The success of this work was largely because there was a known replacement: short-chain PFAScontaining materials. There was already research suggesting that short-chain PFAS-containing materials were an "easy" drop-in replacement, since data showed that they could produce a strong acid (a key ingredient that would provide similar performance and functionality to long-chain PFAS-containing materials) (Kim, Ayothi and Ober 2005). In addition, the industry, as well as regulatory agencies, believed that short-chain PFAS-containing materials were safer than long-chain chemicals. According to Hand, unlike PFOS, a short-chain PFAS such as perfluorobutane sulfonic acid (PFBS) had been classified as an insignificant hazard by the U.S. National Institute of Occupational Safety and Health and required no label warning by the EU in 2003 (Hand 2003). There was not concern regarding PFBS in the early 2000s like there is now (United States Environmental Protection Agency 2021).

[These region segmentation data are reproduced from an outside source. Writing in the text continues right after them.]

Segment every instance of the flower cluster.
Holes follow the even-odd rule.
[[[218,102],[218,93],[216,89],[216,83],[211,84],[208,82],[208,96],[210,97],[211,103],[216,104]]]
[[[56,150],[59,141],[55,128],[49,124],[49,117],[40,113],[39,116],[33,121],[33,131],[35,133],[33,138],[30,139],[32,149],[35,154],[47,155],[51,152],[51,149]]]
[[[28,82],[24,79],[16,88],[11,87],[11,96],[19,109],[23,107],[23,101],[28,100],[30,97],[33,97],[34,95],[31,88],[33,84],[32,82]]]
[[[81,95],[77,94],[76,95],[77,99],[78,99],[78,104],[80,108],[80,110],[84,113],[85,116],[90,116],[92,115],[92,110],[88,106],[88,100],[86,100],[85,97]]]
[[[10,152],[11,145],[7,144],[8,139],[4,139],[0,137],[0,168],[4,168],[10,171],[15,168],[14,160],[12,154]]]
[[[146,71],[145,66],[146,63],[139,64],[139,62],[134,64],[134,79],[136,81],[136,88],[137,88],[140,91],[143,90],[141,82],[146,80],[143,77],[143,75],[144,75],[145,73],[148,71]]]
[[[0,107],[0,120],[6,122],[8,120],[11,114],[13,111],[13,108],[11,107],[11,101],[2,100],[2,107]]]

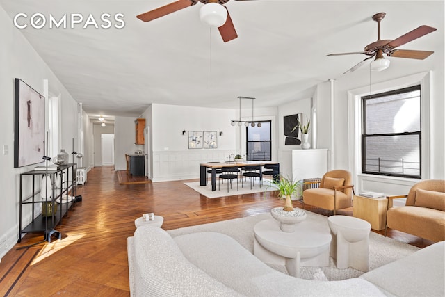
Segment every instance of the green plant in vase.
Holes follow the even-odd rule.
[[[293,211],[293,206],[292,205],[291,196],[292,195],[301,195],[302,193],[302,181],[294,181],[280,175],[280,179],[274,179],[269,186],[278,190],[278,197],[280,199],[286,200],[283,210],[284,211]]]

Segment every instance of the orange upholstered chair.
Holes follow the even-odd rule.
[[[392,199],[400,198],[406,198],[405,206],[391,207]],[[387,198],[387,227],[432,241],[445,240],[445,180],[423,180],[408,195]]]
[[[349,171],[329,171],[320,180],[318,188],[303,191],[303,209],[305,204],[313,205],[333,211],[335,215],[337,209],[353,206],[353,193],[354,185]]]

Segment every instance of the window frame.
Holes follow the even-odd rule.
[[[255,121],[255,122],[261,122],[261,125],[262,123],[264,122],[268,122],[270,124],[270,129],[269,129],[269,139],[270,141],[249,141],[249,128],[251,128],[251,126],[247,126],[245,127],[245,156],[246,156],[246,161],[272,161],[272,120],[259,120],[259,121]],[[249,158],[249,154],[248,154],[248,147],[249,147],[249,143],[269,143],[269,146],[270,146],[270,158],[268,160],[251,160],[250,158]]]
[[[380,133],[380,134],[366,134],[366,104],[365,102],[366,100],[369,100],[369,99],[374,99],[376,98],[380,98],[380,97],[387,97],[387,96],[389,96],[389,95],[396,95],[396,94],[402,94],[402,93],[409,93],[409,92],[412,92],[414,90],[419,90],[419,97],[420,98],[419,100],[419,121],[420,121],[420,131],[410,131],[410,132],[399,132],[399,133]],[[423,170],[422,170],[422,167],[423,167],[423,163],[422,163],[422,131],[423,131],[423,127],[422,127],[422,89],[421,89],[421,84],[416,84],[414,86],[409,86],[409,87],[406,87],[406,88],[397,88],[397,89],[394,89],[394,90],[391,90],[389,91],[387,91],[387,92],[383,92],[383,93],[377,93],[377,94],[373,94],[371,95],[365,95],[365,96],[362,96],[360,98],[360,105],[361,105],[361,113],[362,113],[362,129],[361,129],[361,161],[362,161],[362,163],[361,163],[361,172],[362,174],[369,174],[369,175],[380,175],[380,176],[389,176],[389,177],[403,177],[403,178],[413,178],[413,179],[421,179],[422,178],[422,172],[423,172]],[[378,172],[375,172],[375,171],[369,171],[367,170],[367,163],[366,163],[366,140],[369,139],[369,138],[372,138],[373,137],[390,137],[390,136],[410,136],[410,135],[418,135],[419,138],[418,138],[418,141],[419,141],[419,175],[410,175],[410,174],[404,174],[403,171],[402,172],[401,174],[398,174],[398,173],[391,173],[391,172],[380,172],[380,160],[379,160],[379,171]],[[387,161],[396,161],[396,160],[387,160]],[[403,159],[402,159],[402,166],[401,168],[403,168],[402,170],[403,170],[404,168],[404,163],[403,163]]]

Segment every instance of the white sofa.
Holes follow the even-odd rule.
[[[278,272],[215,232],[172,238],[143,226],[128,239],[132,296],[444,296],[444,241],[359,278],[307,280]]]

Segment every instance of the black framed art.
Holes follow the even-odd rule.
[[[44,97],[20,79],[15,80],[14,167],[43,161]]]

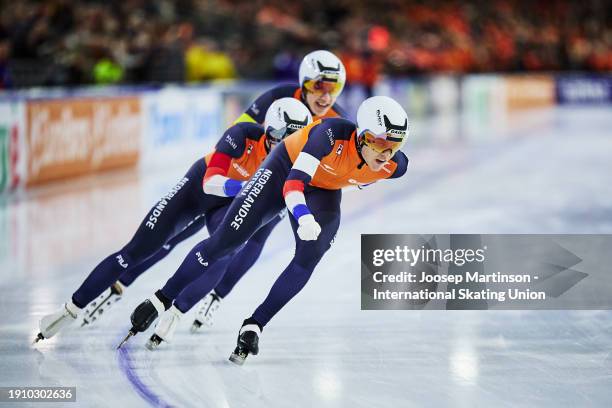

After identifying replacements, material qualification and integration occurred across several chemical suppliers and multiple semiconductor device makers. This case study focuses on the technical challenges that both parties encountered during the replacement. Chemical suppliers did a significant amount of work before introducing the replacement to semiconductor device makers, including proving that these replacements provided performance equal to the original product.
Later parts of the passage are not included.